俺が何度もそんなのじゃないと言っても、虹塚先輩は、意味深な笑みを漏らすだけだ。説明にも疲れたので、もう誤解されたままでいいやと諦めることにした。先輩とは、その後、ファミレスで食事をした後で別れた。本当は、俺の家までついてきたかったようだが、虹塚先輩も、門限には抗えないようだった。まあ、客を殴り飛ばすことだってある母親が相手では仕方ないだろう。
一人帰宅した俺は、玄関ドアの前で、鍵を取り出しながら、ため息をついた。悩み事があったからではない。無事にこの日が終わってくれそうなことに、緊張が緩んだからだ。

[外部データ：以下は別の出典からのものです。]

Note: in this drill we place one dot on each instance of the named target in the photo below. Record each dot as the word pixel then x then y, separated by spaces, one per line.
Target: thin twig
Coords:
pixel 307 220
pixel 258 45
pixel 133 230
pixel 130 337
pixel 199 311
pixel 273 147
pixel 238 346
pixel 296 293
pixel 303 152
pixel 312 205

もちろん、冷や冷やする場面は何度かあったが、総合的にみれば、ここ数日の中では、平穏に終わった方かな?
鍵を手に取って、穴に差し込もうとしたところで、誰かが後ろから急接近してくるのが、足音で分かった。誰かが通りがかっただけだろうと軽く考えていたのだが、いやに接近してきた。
このままでは、俺とぶつかるんじゃないとかという勢いだ。ていうか、本当にぶつかりそうだ。焦って振り返ろうとした時だった。
「声を出すな……」
俺のすぐそこで急ブレーキで立ち止まった何者かから、低い声で脅されてしまった。首に冷たくて固いものが添えられる。これは……、鉄の棒?
何てことだ。こいつが接近してくるのは気付いていたのに。中途半端に感づいていた分、後ろを取られてしまったことが、なおさら悔しく感じた。
あ~あ、もう少しで比較的平穏なままで、この日を終えられる筈だったのに、どうしてこうなっちゃうのかなあ。